The work of highlighting the insights from the distinct stakeholder groups (librarians, researchers, publishers, etc.) illuminated the systemic nature of addressing the metadata problems. Our work would not be accomplished by single stakeholder groups making incremental changes. Rather, the system itself of how we as an integrated community engage with, value and benefit from metadata would need to be improved to realize lasting improvement.

Recognizing this needs, the Metadata 20/20 effort shifted to project-based work that included members of each of the stakeholder groups to address systemic challenges. The resulting six projects coalesced round a specific purpose statement to identify, research, and make recommendations to address the systemic challenge.

Each of these groups met over the course of a year to discuss and collaborate to further their purposes. The work of these projects led to the several output that are described in the next phase.

The project purpose statements

1. Researcher Communications

Exploring ways to align efforts between communities that aim to increase the impact and consistency of communication with researchers about metadata.

2. Metadata Recommendations and Element Mappings

To converge communities and publishers towards a shared set of recommended metadata concepts with related mappings between those recommended concepts and elements in important dialects.

3. Defining the Terms We Use About Metadata

In order to communicate effectively about anything, a common language must be acknowledged, tacitly or purposefully.
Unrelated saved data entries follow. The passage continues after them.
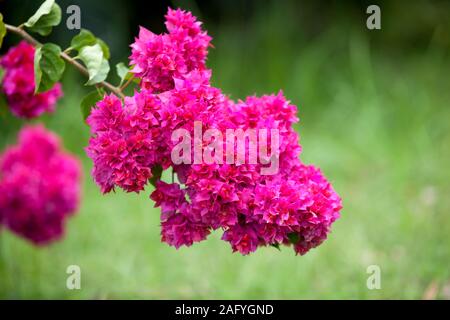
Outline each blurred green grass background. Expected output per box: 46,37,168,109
0,0,449,299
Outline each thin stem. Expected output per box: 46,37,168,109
119,75,134,92
63,47,73,54
5,23,125,99
5,24,39,46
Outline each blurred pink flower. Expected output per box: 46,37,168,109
0,125,81,245
0,41,63,119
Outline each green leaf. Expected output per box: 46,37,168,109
25,0,54,26
24,0,61,36
116,62,130,86
0,13,7,48
117,63,139,87
69,29,110,59
149,165,163,187
287,232,300,245
34,43,65,93
77,44,109,85
96,38,110,59
80,89,105,120
70,29,97,51
87,58,110,85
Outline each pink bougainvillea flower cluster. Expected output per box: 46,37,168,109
130,8,211,93
0,41,63,119
0,125,81,245
87,8,342,255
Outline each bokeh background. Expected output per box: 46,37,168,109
0,0,449,299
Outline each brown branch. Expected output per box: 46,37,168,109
4,23,125,99
119,75,135,92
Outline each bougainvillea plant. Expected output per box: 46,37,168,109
0,1,342,254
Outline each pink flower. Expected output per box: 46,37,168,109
150,181,186,219
130,8,211,93
222,223,260,255
86,70,231,194
87,8,343,256
0,125,81,245
0,41,63,119
161,213,211,249
86,93,163,193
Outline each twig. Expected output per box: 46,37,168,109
5,23,125,99
119,75,135,92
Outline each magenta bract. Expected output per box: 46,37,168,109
87,7,342,255
130,8,211,93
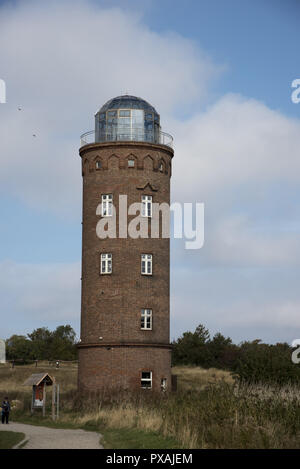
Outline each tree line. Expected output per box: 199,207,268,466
4,323,300,385
172,324,300,385
5,325,78,361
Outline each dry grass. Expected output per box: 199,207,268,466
172,365,234,391
71,403,197,448
2,362,300,448
0,362,77,396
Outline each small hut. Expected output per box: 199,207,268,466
23,373,58,419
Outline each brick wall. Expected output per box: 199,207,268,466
78,141,174,392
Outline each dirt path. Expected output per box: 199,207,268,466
0,421,103,449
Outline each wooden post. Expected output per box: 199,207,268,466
31,385,35,415
56,384,59,420
42,382,46,417
52,383,56,421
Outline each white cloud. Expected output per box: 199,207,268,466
0,260,80,338
0,0,218,216
171,263,300,343
171,94,300,267
172,94,300,200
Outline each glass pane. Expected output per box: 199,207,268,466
132,109,144,125
119,110,130,117
119,117,131,126
142,202,146,217
141,381,151,388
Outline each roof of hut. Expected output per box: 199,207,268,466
23,373,54,386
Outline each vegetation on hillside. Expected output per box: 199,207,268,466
172,324,300,385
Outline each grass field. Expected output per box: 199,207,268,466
1,362,300,448
0,431,25,449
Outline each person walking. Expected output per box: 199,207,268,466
1,397,10,424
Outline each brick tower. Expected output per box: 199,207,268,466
77,95,174,392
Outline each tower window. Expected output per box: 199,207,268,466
100,253,112,274
96,161,102,169
102,194,113,217
141,371,152,389
141,195,152,217
159,162,164,172
141,309,152,330
128,159,135,167
141,254,152,275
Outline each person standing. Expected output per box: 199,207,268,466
1,397,10,424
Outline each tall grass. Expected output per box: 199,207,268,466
1,363,300,448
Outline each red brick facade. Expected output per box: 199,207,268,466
78,141,174,392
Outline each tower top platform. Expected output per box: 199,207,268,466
80,95,173,148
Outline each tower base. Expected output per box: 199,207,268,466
78,345,172,393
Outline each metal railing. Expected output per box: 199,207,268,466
80,128,173,148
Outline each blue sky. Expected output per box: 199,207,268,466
0,0,300,343
100,0,300,117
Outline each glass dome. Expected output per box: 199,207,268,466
95,95,160,144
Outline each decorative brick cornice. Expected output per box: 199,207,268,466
136,182,159,192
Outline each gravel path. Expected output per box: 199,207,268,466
0,421,103,449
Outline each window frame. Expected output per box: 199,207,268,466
141,254,152,275
141,371,152,389
100,253,112,275
101,194,113,217
141,309,152,330
141,195,152,218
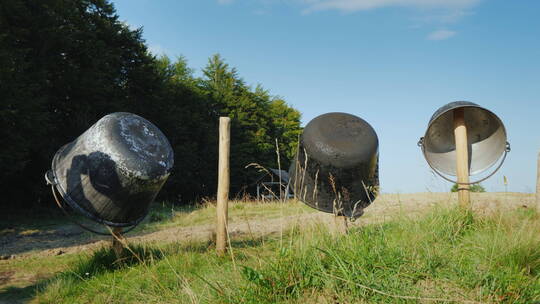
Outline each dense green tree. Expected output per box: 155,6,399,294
451,183,486,193
149,55,218,203
0,0,302,213
199,54,301,197
0,0,166,211
268,97,302,161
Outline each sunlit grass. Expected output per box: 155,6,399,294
139,199,316,233
4,204,538,303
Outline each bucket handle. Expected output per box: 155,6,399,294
45,171,142,236
417,138,510,185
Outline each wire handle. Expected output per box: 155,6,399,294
418,138,510,185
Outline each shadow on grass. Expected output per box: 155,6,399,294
229,237,266,249
0,244,167,302
0,283,47,303
0,202,199,257
0,234,271,302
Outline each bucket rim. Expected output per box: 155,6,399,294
422,101,508,176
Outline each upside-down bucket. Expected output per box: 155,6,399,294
46,112,174,231
418,101,509,183
289,112,379,219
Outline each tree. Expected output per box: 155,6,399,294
267,97,302,162
148,55,218,203
451,183,486,193
0,0,166,211
0,1,302,212
200,54,301,197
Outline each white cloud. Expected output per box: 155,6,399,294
148,44,169,56
122,21,142,31
427,29,456,40
438,10,474,23
301,0,481,13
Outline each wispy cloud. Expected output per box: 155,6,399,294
427,29,456,40
301,0,481,13
214,0,477,38
122,21,142,31
148,44,169,56
295,0,478,39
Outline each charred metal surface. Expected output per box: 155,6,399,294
289,112,379,219
422,101,507,176
48,112,174,227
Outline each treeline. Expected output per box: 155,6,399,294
0,0,301,212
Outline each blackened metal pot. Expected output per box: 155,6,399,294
47,112,174,228
289,112,379,219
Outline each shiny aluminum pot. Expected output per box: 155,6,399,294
419,101,509,180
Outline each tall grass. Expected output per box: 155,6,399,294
12,206,540,303
139,199,315,233
228,207,540,303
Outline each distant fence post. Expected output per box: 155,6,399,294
536,151,540,210
216,117,231,257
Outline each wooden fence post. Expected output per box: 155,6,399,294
334,215,349,234
216,117,231,256
111,227,124,258
453,108,471,209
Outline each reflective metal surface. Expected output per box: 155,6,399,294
423,101,507,176
48,112,174,227
289,112,379,219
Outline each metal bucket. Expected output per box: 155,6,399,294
419,101,509,182
289,112,379,219
46,112,174,228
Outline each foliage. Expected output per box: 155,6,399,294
200,54,301,194
0,0,301,212
451,183,486,193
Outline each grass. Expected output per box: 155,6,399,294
2,201,539,303
139,199,316,233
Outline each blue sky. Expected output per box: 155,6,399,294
112,0,539,193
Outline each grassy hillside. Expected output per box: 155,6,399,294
1,195,539,303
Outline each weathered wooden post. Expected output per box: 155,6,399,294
216,117,231,256
334,215,349,234
453,108,471,209
111,227,125,258
536,151,540,210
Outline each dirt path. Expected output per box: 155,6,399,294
1,192,534,260
0,213,329,259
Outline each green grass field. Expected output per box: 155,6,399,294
140,199,316,232
1,197,539,303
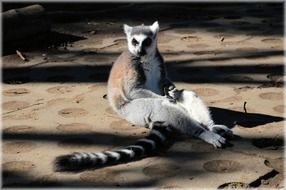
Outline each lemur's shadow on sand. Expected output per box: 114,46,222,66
210,106,284,128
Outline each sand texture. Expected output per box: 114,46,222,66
2,3,284,188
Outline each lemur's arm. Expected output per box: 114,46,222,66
157,53,176,95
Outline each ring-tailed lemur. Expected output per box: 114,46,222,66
55,21,232,172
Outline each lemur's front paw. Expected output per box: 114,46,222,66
199,131,226,148
162,80,175,94
168,89,183,101
163,87,176,103
165,95,176,103
210,125,233,138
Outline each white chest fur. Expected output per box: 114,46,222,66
142,57,161,94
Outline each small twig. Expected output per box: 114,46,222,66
16,50,28,61
3,103,44,115
96,42,119,50
220,36,225,42
243,101,247,113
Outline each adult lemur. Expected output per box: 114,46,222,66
55,21,232,171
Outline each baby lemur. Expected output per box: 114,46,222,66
55,21,232,171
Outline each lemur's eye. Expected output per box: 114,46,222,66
142,37,152,47
132,38,139,46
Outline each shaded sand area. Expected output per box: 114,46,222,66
2,3,284,188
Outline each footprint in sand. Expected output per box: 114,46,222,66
259,92,283,100
261,38,282,44
203,160,242,173
3,125,35,134
143,163,181,178
273,105,284,113
181,35,201,42
80,168,123,185
58,108,88,117
3,88,30,96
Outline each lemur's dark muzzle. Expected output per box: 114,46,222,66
138,49,146,56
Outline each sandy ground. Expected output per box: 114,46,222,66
2,3,284,188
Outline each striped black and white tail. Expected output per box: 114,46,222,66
54,126,172,172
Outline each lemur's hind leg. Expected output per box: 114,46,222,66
118,98,226,148
169,89,233,138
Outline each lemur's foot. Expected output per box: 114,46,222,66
144,115,153,129
198,131,226,148
144,115,165,129
209,124,233,138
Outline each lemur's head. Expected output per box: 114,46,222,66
123,21,159,57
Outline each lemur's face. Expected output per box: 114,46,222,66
124,21,159,57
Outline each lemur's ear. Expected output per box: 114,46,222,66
150,21,159,34
123,24,132,35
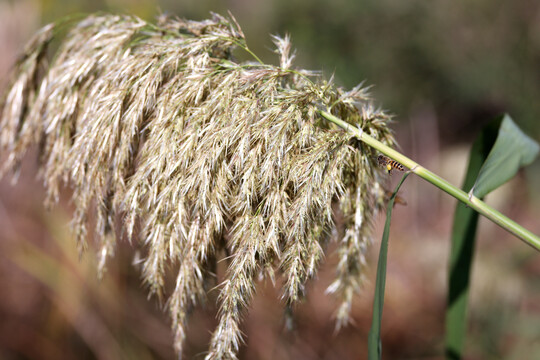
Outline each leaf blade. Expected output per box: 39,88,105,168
368,172,410,360
445,118,500,359
471,114,540,198
446,114,540,359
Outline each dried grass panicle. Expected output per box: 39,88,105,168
0,12,395,359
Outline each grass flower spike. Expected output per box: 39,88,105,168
0,13,395,359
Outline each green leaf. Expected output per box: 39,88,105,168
368,172,410,360
446,115,539,359
471,114,540,198
445,118,500,360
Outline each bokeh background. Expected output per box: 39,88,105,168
1,1,539,359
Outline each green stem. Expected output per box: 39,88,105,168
319,110,540,251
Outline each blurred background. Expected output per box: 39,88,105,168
1,0,539,359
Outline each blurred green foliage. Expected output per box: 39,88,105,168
31,0,540,143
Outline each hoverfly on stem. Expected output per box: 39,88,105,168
377,154,408,207
377,154,406,175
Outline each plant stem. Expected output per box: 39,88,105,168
319,110,540,251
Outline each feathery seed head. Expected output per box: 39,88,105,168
0,13,394,358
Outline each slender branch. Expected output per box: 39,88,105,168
319,110,540,251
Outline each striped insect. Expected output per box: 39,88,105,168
377,154,405,174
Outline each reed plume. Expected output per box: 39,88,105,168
0,12,395,359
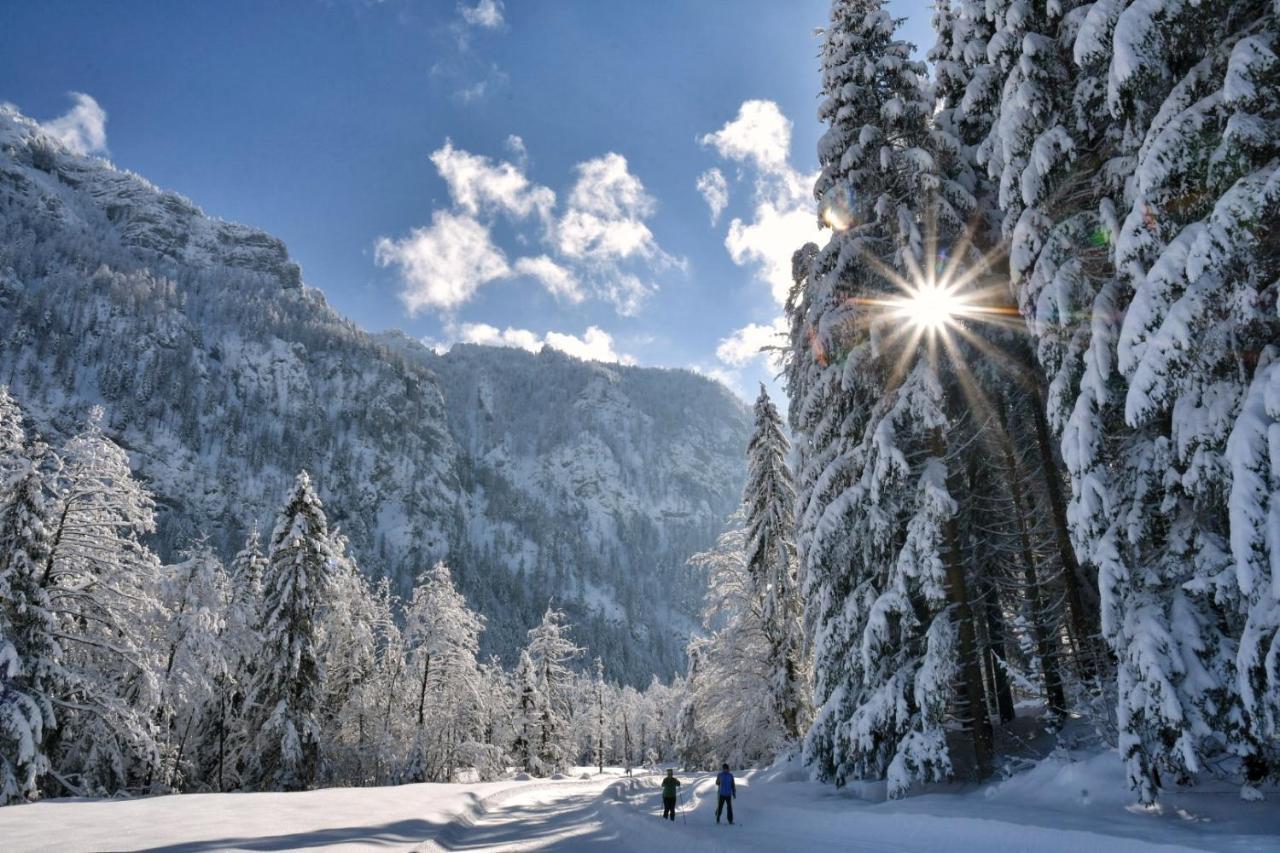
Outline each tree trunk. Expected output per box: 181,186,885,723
1027,386,1103,682
997,404,1067,719
966,454,1015,725
416,653,432,727
934,429,993,780
980,576,1017,723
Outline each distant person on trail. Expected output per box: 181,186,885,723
715,763,736,825
661,769,682,821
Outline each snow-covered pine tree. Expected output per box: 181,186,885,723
241,471,332,792
522,605,581,775
0,385,26,488
956,0,1280,803
743,387,809,743
794,0,992,795
227,526,266,656
924,3,1106,701
1096,0,1280,802
474,656,513,779
0,441,63,804
356,577,405,786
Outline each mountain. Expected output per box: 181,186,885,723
0,106,749,683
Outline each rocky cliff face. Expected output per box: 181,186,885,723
0,107,749,683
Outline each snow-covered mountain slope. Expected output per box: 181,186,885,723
0,106,748,683
387,338,751,674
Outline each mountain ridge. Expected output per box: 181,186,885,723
0,105,749,683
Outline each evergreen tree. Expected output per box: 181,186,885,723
0,385,26,487
743,386,808,742
241,471,332,792
0,446,62,804
1099,0,1280,802
793,0,990,795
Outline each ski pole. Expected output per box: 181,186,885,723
678,787,686,824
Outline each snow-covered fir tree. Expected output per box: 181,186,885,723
316,531,381,784
512,649,539,774
0,439,62,804
791,0,994,796
743,387,809,742
0,386,26,488
911,0,1280,804
1098,0,1280,802
241,471,333,792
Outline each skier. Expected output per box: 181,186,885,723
660,769,682,821
715,763,736,825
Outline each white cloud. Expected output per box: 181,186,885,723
375,211,509,314
557,153,661,262
513,255,583,303
459,0,503,28
699,99,792,174
690,364,749,399
380,141,677,317
455,81,489,102
725,202,821,305
545,326,635,364
557,210,657,262
42,92,107,155
430,140,555,222
716,316,788,371
505,134,528,164
449,321,542,351
567,153,654,220
439,322,635,364
601,273,654,317
696,168,729,225
700,100,823,307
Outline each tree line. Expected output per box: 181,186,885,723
0,387,683,803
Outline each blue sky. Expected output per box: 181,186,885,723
1,0,932,399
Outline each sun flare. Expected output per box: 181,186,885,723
893,282,968,332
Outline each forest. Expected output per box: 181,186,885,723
2,0,1279,821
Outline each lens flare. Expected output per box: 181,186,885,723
820,183,856,231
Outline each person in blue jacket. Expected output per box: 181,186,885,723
715,763,736,825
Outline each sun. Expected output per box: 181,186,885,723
891,281,969,333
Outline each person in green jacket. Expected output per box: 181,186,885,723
660,769,682,821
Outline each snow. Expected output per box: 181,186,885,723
3,756,1278,852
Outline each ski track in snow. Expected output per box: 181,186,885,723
3,767,1279,852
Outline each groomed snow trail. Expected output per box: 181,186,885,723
2,767,1278,852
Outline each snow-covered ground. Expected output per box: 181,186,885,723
2,757,1278,852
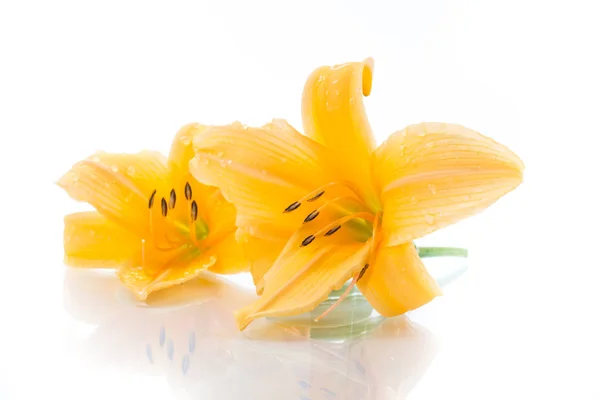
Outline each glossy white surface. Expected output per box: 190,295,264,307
1,0,600,398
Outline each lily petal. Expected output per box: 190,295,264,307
375,123,524,246
357,243,442,317
236,228,286,294
57,151,170,240
63,212,139,268
205,231,250,275
234,240,371,330
190,119,337,241
302,58,378,204
117,252,217,301
168,123,237,241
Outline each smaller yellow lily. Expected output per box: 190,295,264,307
58,124,248,299
190,58,524,330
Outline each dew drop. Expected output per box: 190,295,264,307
217,151,224,158
179,134,192,146
425,215,435,224
124,193,133,203
127,166,136,176
411,196,418,204
110,164,119,173
428,184,437,194
261,169,267,175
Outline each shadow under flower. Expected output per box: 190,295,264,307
63,268,443,400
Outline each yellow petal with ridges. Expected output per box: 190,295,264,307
234,240,371,331
357,243,442,317
375,123,524,246
117,252,217,301
206,231,250,275
190,119,338,241
236,228,285,294
63,212,139,268
302,58,378,206
57,151,171,240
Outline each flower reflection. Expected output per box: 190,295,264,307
63,269,439,400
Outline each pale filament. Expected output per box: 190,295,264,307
312,212,375,238
296,181,363,204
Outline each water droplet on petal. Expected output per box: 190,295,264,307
261,169,267,175
217,151,224,158
127,166,136,176
411,196,418,204
425,215,435,224
110,164,119,173
180,134,192,146
428,184,437,194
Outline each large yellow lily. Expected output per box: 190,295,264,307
190,58,524,330
58,124,248,300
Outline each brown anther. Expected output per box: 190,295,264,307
324,225,341,236
161,198,168,217
301,235,315,247
169,189,176,209
184,182,192,201
307,190,325,202
148,189,157,209
284,201,301,213
191,200,198,221
357,264,369,281
303,210,319,223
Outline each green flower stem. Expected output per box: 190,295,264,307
417,246,468,258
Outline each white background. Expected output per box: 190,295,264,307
1,0,599,399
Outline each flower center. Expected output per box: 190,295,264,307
147,181,209,251
282,181,383,321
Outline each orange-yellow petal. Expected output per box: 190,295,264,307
375,123,524,246
236,228,285,294
117,251,217,301
168,123,207,175
206,231,249,275
57,151,170,240
234,241,371,331
357,243,442,317
190,119,338,241
63,211,139,268
302,58,378,206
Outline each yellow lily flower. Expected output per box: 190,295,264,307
190,58,524,331
58,124,248,300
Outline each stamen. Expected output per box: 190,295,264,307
161,198,168,217
313,212,374,238
187,199,200,246
301,235,315,247
325,225,341,236
297,182,362,204
191,200,198,221
283,201,301,213
357,264,369,281
148,189,157,209
303,210,319,223
307,190,324,202
169,189,176,209
184,182,192,201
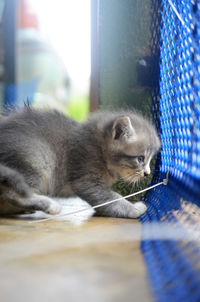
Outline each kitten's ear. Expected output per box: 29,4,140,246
112,116,137,141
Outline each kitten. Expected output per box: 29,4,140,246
0,107,160,218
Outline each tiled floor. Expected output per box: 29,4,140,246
0,198,151,302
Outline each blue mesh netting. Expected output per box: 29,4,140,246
141,1,200,301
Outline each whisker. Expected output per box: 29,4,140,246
118,171,144,189
119,174,132,183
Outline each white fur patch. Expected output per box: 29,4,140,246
132,201,147,217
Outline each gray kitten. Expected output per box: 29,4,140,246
0,107,160,218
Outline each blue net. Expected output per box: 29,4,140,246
141,1,200,301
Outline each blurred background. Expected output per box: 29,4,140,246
0,0,151,120
0,0,91,120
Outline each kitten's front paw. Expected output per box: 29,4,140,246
129,201,147,218
35,195,61,214
46,200,61,215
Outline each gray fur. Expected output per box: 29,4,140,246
0,107,160,218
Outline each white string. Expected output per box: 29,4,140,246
168,0,194,32
30,173,169,224
168,0,185,26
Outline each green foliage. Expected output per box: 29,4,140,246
67,94,89,121
113,174,152,201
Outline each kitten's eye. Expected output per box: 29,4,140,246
137,156,144,164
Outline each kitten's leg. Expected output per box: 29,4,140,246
1,191,61,214
0,163,31,196
0,163,61,215
100,199,147,218
71,181,147,218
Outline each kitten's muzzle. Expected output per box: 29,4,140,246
144,166,151,177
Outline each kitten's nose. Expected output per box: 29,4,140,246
144,166,151,177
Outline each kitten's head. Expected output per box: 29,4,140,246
104,112,160,184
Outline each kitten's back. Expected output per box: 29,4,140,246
0,108,78,195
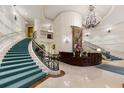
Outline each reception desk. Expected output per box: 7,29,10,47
59,52,102,66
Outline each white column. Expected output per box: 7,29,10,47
34,18,42,39
53,12,82,53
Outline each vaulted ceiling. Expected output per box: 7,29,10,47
15,5,113,24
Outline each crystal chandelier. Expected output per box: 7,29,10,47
82,5,101,28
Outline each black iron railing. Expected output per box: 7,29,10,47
32,31,59,71
83,41,111,59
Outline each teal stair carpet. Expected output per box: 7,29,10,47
102,52,123,61
109,55,123,61
96,64,124,75
0,38,47,88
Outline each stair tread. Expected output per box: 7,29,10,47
7,52,29,53
2,56,31,62
3,56,31,59
0,38,47,88
0,65,38,76
5,54,30,56
7,72,46,88
0,68,42,85
1,62,35,69
2,59,33,63
1,61,33,66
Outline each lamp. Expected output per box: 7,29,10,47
97,48,101,52
107,27,111,33
12,5,17,21
82,5,101,29
63,35,70,43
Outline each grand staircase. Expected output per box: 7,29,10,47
83,41,123,61
0,38,47,88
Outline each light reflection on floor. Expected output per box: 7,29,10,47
36,60,124,88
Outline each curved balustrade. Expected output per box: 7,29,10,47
83,41,123,61
83,41,111,59
32,31,59,71
0,32,25,42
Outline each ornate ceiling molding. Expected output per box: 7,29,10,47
101,5,115,22
44,6,82,21
44,6,113,23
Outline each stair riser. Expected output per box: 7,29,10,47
1,60,34,66
2,57,31,62
0,66,39,79
6,52,29,55
0,63,36,72
2,59,33,63
20,73,46,88
0,70,42,88
10,47,27,49
0,38,47,88
8,50,28,53
4,56,30,58
10,46,28,48
8,49,28,51
5,54,30,57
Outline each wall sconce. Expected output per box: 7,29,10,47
86,34,89,37
85,32,90,37
13,5,17,21
63,36,70,44
14,15,17,21
96,48,101,52
107,27,111,33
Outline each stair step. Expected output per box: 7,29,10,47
6,52,29,55
7,72,47,88
2,56,31,62
0,68,42,88
5,54,30,57
0,38,47,88
0,62,36,72
4,55,30,58
2,58,33,63
11,46,27,47
8,50,29,53
0,65,39,79
1,59,34,66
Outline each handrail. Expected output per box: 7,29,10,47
0,31,24,42
84,41,107,52
83,41,111,59
32,31,59,71
0,31,24,38
32,31,53,56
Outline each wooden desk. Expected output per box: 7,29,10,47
59,52,102,66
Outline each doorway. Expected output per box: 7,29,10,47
27,27,33,37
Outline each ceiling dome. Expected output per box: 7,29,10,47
16,5,112,23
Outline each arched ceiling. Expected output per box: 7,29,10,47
44,5,112,20
15,5,113,24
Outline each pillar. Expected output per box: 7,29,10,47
53,11,82,53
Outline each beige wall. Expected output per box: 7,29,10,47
84,6,124,58
53,12,82,53
0,6,26,35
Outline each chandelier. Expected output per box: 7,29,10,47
82,5,101,28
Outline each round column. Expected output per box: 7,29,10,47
34,18,42,39
53,11,82,53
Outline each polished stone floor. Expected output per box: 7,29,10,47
36,60,124,88
1,39,124,88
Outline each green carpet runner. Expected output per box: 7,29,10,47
0,38,47,88
96,64,124,75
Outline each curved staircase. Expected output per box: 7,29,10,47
0,38,47,88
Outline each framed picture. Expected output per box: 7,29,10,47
71,26,82,52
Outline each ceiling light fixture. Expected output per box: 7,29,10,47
82,5,101,29
12,5,17,21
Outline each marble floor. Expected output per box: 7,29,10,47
36,60,124,88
In the metadata space, there is not agreement on what words like ‘property’, ‘term’, ‘concept’, ‘schema’, or ‘title’ refer to. This project will develop a glossary of words associated with metadata, both for core concepts and disciplinary areas.

4. Incentives for Improving Metadata Quality

To highlight downstream applications and value of metadata for all parts of the community, telling real stories as evidence of how better metadata will meet their goals.

5. Shared Best Practice and Principles

To build a set of high level best practices for using metadata across the scholarly communication cycle, in order to facilitate interoperability and easier exchange of information and data across the stakeholders in the process.

6. Metadata Evaluation and Guidance

To identify and compare existing metadata evaluation tools and mechanisms for connecting the results of those evaluations to clear, cross-community guidance.